Constantine's intention at Nicaea was to create an entirely new god for his empire who would unite all religious factions under one deity. Presbyters were asked to debate and decide who their new god would be. Delegates argued among themselves, expressing personal motives for inclusion of particular writings that promoted the finer traits of their own special deity. Throughout the meeting, howling factions were immersed in heated debates, and the names of 53 gods were tabled for discussion. "As yet, no God had been selected by the council, and so they balloted in order to determine that matter... For one year and five months the balloting lasted..." (God's Book of Eskra, Prof.
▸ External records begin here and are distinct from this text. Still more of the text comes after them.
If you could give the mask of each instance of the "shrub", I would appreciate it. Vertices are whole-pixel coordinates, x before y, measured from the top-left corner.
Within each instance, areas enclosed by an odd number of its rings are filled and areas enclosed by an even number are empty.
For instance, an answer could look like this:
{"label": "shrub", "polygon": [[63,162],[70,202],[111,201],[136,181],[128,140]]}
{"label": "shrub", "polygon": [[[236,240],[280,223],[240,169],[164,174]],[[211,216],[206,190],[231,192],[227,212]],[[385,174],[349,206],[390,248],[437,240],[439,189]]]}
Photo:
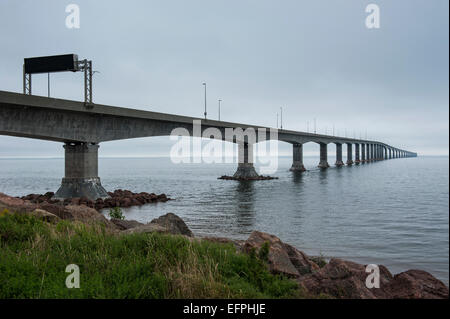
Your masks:
{"label": "shrub", "polygon": [[122,220],[125,219],[125,216],[123,215],[122,209],[120,207],[110,208],[109,217]]}

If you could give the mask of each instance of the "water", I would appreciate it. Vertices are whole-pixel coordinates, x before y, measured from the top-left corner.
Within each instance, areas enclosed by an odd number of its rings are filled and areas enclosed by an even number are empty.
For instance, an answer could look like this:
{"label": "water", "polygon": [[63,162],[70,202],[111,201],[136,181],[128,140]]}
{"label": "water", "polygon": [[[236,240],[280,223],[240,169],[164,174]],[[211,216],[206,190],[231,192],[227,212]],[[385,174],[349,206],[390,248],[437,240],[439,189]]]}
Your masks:
{"label": "water", "polygon": [[[235,164],[172,164],[168,158],[101,158],[108,190],[166,193],[175,200],[125,209],[148,222],[173,212],[197,235],[245,239],[252,230],[277,235],[311,255],[384,264],[393,273],[431,272],[449,280],[449,158],[419,157],[303,174],[279,159],[278,180],[217,180]],[[331,163],[330,159],[330,163]],[[63,159],[0,160],[0,192],[55,191]]]}

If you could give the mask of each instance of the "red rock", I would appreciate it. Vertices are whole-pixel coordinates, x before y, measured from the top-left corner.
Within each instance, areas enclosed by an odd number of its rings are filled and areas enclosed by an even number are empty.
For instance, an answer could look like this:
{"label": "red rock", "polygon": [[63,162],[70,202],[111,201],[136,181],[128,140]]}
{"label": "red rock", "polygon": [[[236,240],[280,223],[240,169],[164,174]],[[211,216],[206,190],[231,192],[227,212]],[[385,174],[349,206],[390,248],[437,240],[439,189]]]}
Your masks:
{"label": "red rock", "polygon": [[448,299],[445,284],[423,270],[408,270],[394,276],[387,287],[392,298]]}
{"label": "red rock", "polygon": [[283,243],[278,237],[254,231],[244,243],[243,251],[259,250],[264,243],[269,243],[269,269],[272,273],[284,274],[290,277],[300,277],[319,269],[316,263],[309,260],[306,254],[294,247]]}
{"label": "red rock", "polygon": [[380,288],[366,287],[366,266],[333,258],[319,271],[299,278],[299,284],[312,294],[326,294],[342,299],[390,298],[385,291],[392,274],[384,266],[380,269]]}

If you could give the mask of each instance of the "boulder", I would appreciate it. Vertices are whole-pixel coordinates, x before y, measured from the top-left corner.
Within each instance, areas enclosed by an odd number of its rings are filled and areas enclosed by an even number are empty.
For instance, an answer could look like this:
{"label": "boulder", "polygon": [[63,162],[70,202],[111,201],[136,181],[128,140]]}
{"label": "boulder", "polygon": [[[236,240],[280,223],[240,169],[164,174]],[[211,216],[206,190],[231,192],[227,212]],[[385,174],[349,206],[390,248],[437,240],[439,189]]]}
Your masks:
{"label": "boulder", "polygon": [[33,204],[28,200],[23,200],[21,198],[11,197],[0,193],[0,208],[6,208],[11,212],[16,213],[31,213],[38,208],[38,205]]}
{"label": "boulder", "polygon": [[232,244],[236,249],[239,251],[242,249],[242,246],[244,245],[245,241],[243,240],[235,240],[235,239],[229,239],[224,237],[202,237],[201,240],[206,240],[212,243],[218,243],[218,244]]}
{"label": "boulder", "polygon": [[116,225],[106,219],[105,216],[100,214],[94,208],[87,207],[85,205],[68,205],[64,208],[64,219],[70,219],[80,221],[82,223],[101,223],[109,229],[117,229]]}
{"label": "boulder", "polygon": [[283,243],[278,237],[254,231],[243,245],[243,251],[259,250],[264,243],[269,244],[269,269],[275,274],[284,274],[289,277],[300,277],[319,269],[316,263],[311,261],[306,254],[296,248]]}
{"label": "boulder", "polygon": [[298,279],[300,286],[312,294],[326,294],[342,299],[390,298],[383,289],[392,280],[392,274],[384,266],[380,268],[380,288],[367,288],[366,266],[333,258],[320,270]]}
{"label": "boulder", "polygon": [[135,228],[138,226],[143,226],[143,223],[140,223],[136,220],[124,220],[124,219],[118,219],[118,218],[111,218],[111,223],[117,226],[119,230],[127,230],[130,228]]}
{"label": "boulder", "polygon": [[408,270],[397,274],[386,289],[392,298],[448,299],[445,284],[423,270]]}
{"label": "boulder", "polygon": [[155,233],[155,232],[163,234],[169,233],[167,228],[160,226],[158,224],[149,223],[146,225],[126,229],[120,232],[120,234],[141,234],[141,233]]}
{"label": "boulder", "polygon": [[167,229],[170,234],[194,237],[186,223],[177,215],[168,213],[153,219],[150,224],[157,224]]}
{"label": "boulder", "polygon": [[42,203],[39,205],[40,209],[52,213],[53,215],[56,215],[61,219],[73,219],[72,214],[66,210],[66,207],[67,206],[49,203]]}
{"label": "boulder", "polygon": [[36,216],[37,218],[40,218],[48,223],[52,223],[52,224],[56,224],[58,221],[61,220],[61,218],[59,218],[58,216],[47,212],[46,210],[43,209],[35,209],[34,211],[31,212],[32,216]]}
{"label": "boulder", "polygon": [[284,243],[284,249],[289,256],[291,263],[298,270],[300,275],[309,274],[320,269],[311,258],[297,248]]}

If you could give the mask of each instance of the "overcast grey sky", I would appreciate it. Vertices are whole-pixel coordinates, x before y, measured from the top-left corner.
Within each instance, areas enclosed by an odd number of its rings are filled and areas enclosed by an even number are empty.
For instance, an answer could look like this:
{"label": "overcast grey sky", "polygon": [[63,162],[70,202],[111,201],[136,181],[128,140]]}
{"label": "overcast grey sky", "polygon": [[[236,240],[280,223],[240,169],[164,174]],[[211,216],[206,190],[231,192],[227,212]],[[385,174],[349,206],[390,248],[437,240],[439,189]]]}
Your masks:
{"label": "overcast grey sky", "polygon": [[[80,7],[80,29],[65,26]],[[365,8],[380,7],[380,29]],[[0,90],[22,91],[24,57],[93,60],[94,102],[321,133],[354,132],[420,154],[449,149],[447,0],[0,1]],[[82,74],[51,95],[83,99]],[[33,77],[47,94],[47,76]],[[169,155],[168,137],[108,142],[101,156]],[[284,143],[283,143],[284,144]],[[311,143],[309,143],[311,144]],[[306,151],[318,151],[317,145]],[[282,153],[291,151],[282,146]],[[62,156],[61,144],[0,136],[0,156]]]}

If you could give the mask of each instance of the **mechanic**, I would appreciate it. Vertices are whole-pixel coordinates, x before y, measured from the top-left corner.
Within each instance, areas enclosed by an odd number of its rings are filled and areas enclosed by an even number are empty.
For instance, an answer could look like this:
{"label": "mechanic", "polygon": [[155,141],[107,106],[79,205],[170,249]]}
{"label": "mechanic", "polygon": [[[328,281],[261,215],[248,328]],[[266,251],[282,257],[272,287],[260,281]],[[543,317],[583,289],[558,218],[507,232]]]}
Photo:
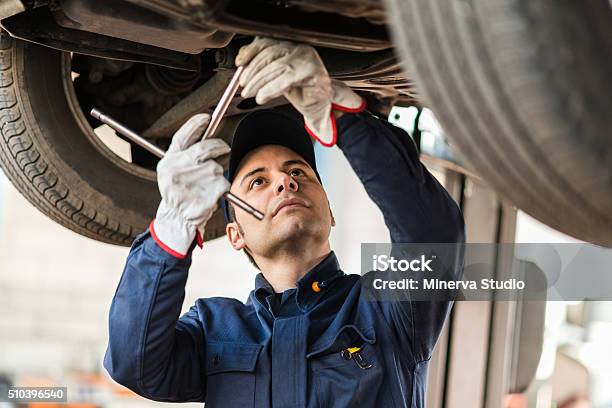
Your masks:
{"label": "mechanic", "polygon": [[[112,302],[104,367],[143,397],[213,408],[424,406],[452,301],[364,299],[363,280],[342,272],[330,248],[335,221],[309,134],[342,150],[394,243],[464,242],[459,208],[409,135],[331,80],[313,47],[256,38],[236,65],[246,66],[242,96],[284,95],[304,123],[250,113],[231,152],[199,141],[208,115],[177,131],[158,165],[157,216],[133,242]],[[215,159],[228,152],[224,174]],[[192,251],[228,189],[266,214],[224,204],[230,244],[261,271],[255,289],[246,304],[198,299],[180,316]]]}

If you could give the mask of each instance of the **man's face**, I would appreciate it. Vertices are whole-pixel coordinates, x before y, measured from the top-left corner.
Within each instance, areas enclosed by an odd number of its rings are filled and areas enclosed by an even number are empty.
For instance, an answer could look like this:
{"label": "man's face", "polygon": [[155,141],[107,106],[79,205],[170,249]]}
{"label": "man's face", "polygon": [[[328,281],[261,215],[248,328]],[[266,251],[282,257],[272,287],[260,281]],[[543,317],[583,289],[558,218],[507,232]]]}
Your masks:
{"label": "man's face", "polygon": [[246,246],[252,255],[271,256],[281,247],[329,238],[333,217],[327,194],[313,169],[291,149],[266,145],[249,152],[230,191],[265,214],[258,221],[234,206],[235,222],[226,231],[237,250]]}

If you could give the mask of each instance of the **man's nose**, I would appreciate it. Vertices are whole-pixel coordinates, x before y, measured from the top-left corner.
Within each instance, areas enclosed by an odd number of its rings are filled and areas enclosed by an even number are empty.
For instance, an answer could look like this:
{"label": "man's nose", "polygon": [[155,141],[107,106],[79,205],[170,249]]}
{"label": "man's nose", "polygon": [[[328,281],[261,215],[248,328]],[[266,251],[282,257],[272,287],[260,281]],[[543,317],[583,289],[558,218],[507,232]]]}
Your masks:
{"label": "man's nose", "polygon": [[274,190],[277,194],[283,193],[285,191],[298,191],[297,182],[288,174],[281,174],[276,179],[276,186],[274,186]]}

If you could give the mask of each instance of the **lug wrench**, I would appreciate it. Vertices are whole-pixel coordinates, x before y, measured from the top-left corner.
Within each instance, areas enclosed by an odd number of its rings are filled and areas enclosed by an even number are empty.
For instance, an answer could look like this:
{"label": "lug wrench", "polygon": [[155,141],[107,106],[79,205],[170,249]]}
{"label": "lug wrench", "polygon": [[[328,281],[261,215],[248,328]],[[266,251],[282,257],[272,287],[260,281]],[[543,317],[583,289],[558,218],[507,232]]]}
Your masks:
{"label": "lug wrench", "polygon": [[[236,72],[234,73],[234,76],[230,80],[229,85],[223,92],[223,95],[221,95],[221,100],[219,100],[219,104],[215,107],[215,110],[213,111],[211,115],[210,123],[208,124],[208,126],[206,127],[206,130],[204,131],[202,140],[212,136],[217,130],[217,127],[219,127],[219,123],[221,123],[221,119],[223,118],[223,115],[225,115],[227,108],[229,108],[229,105],[232,102],[232,98],[234,97],[234,95],[236,94],[236,91],[238,90],[238,84],[239,84],[238,80],[240,79],[240,74],[242,74],[243,69],[244,67],[238,67],[238,69],[236,69]],[[153,153],[157,157],[163,158],[166,155],[166,152],[164,150],[155,146],[153,143],[149,142],[148,140],[140,136],[138,133],[134,132],[130,128],[123,125],[122,123],[119,123],[115,119],[111,118],[110,116],[103,114],[96,108],[93,108],[90,114],[94,118],[98,119],[100,122],[107,124],[115,131],[121,133],[123,136],[127,137],[134,143],[138,144],[139,146]],[[223,198],[235,204],[237,207],[240,207],[241,209],[251,214],[253,217],[257,218],[258,220],[261,221],[264,219],[264,214],[261,211],[253,208],[249,203],[237,197],[236,195],[230,193],[229,191],[223,194]]]}

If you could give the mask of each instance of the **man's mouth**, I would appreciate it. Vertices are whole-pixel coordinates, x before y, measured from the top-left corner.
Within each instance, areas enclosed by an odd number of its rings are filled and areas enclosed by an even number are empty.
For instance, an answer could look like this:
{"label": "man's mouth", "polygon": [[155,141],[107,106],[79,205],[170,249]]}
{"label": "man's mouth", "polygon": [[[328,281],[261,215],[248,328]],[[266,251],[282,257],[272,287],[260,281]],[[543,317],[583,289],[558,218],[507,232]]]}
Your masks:
{"label": "man's mouth", "polygon": [[306,205],[306,203],[303,200],[300,200],[299,198],[287,198],[287,199],[281,201],[276,206],[276,208],[274,209],[274,211],[272,213],[272,216],[274,217],[283,208],[292,208],[292,207],[306,207],[306,208],[308,208],[308,205]]}

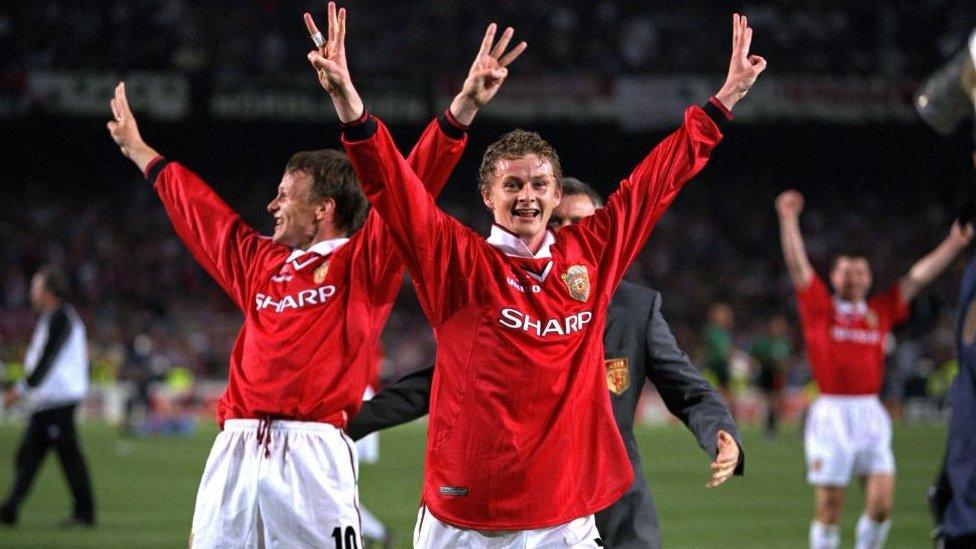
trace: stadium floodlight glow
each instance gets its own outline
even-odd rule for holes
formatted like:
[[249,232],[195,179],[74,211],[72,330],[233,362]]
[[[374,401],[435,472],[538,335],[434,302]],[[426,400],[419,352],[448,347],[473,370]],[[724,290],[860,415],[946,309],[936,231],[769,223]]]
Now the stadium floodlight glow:
[[936,132],[948,135],[976,107],[976,30],[967,47],[939,67],[915,94],[915,109]]

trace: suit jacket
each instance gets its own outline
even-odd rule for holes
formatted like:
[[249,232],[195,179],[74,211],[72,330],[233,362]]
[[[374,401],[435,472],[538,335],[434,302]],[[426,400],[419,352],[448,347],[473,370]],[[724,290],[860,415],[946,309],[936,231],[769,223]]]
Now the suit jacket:
[[[659,547],[657,513],[634,438],[634,416],[646,381],[655,385],[668,410],[691,430],[711,457],[717,452],[719,429],[735,438],[740,449],[737,475],[743,473],[745,465],[742,441],[721,395],[678,347],[661,314],[659,292],[622,282],[610,302],[603,344],[607,386],[634,469],[634,482],[617,503],[597,514],[597,528],[608,547]],[[420,370],[377,393],[350,421],[346,429],[349,436],[358,440],[426,415],[433,374],[433,367]]]
[[946,536],[952,538],[976,534],[976,256],[962,277],[956,346],[959,373],[949,391],[952,414],[945,461],[952,496],[943,523]]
S. L. MacGuire's translation, Salisbury, 1922, chapter xlviii, paragraphs 36, 41).

At the end of that time, Constantine returned to the gathering to discover that the presbyters had not agreed on a new deity but had balloted down to a shortlist of five prospects: Caesar, Krishna, Mithra, Horus and Zeus (Historia Ecclesiastica, Eusebius, c. 325). Constantine was the ruling spirit at Nicaea and he ultimately decided upon a new god for them. To involve British factions, he ruled that the name of the great Druid god, Hesus, be joined with the Eastern Saviour-god, Krishna (Krishna is Sanskrit for Christ), and thus Hesus Krishna would be the official name of the new Roman god. A vote was taken and it was with a majority show of hands (161 votes to 157) that both divinities became one God. Following longstanding heathen custom, Constantine used the official gathering and the Roman apotheosis decree to legally deify two deities as one, and did so by democratic consent. A new god was proclaimed and "officially" ratified by Constantine (Acta Concilii Nicaeni, 1618). That purely political act of deification effectively and legally placed Hesus and Krishna among the Roman gods as one individual composite. That abstraction lent Earthly existence to amalgamated doctrines for the Empire's new religion; and because there was no letter "J" in alphabets until around the ninth century, the name subsequently evolved into "Jesus Christ".
 

WaltL1

Senior Member
This is my next topic to research:
If even only partially historically accurate (and we know some of it is) it paints quite a picture......
 

bullethead

Of the hard cast variety
If even only partially historically accurate (and we know some of it is) it paints quite a picture......

Yes. Somewhere in the middle lies the truth.
 

bullethead

Of the hard cast variety
The process for electing a Pope is another good one. They lock themsleves in a room until God tells them who to vote for.
Never a unanimous outcome!!!

Hmmmm..
 

WaltL1

Senior Member
Yes. Somewhere in the middle lies the truth.
Anywhere even close to "somewhere in the middle" puts quite a monkey wrench in the Christian claims.
For example -
Constantine's intention at Nicaea was to create an entirely new god for his empire who would unite all religious factions under one deity. Presbyters were asked to debate and decide who their new god would be. Delegates argued among themselves, expressing personal motives for inclusion of particular writings that promoted the finer traits of their own special deity. Throughout the meeting, howling factions were immersed in heated debates, and the names of 53 gods were tabled for discussion.
Even if you were to allow for writer opinion or having an axe to grind or wanting to present this information in a way that is negative to Christianity, there's really only one or two things that need to be historically accurate in here to blow the lid off.
And we know the council of Nicaea did actually take place.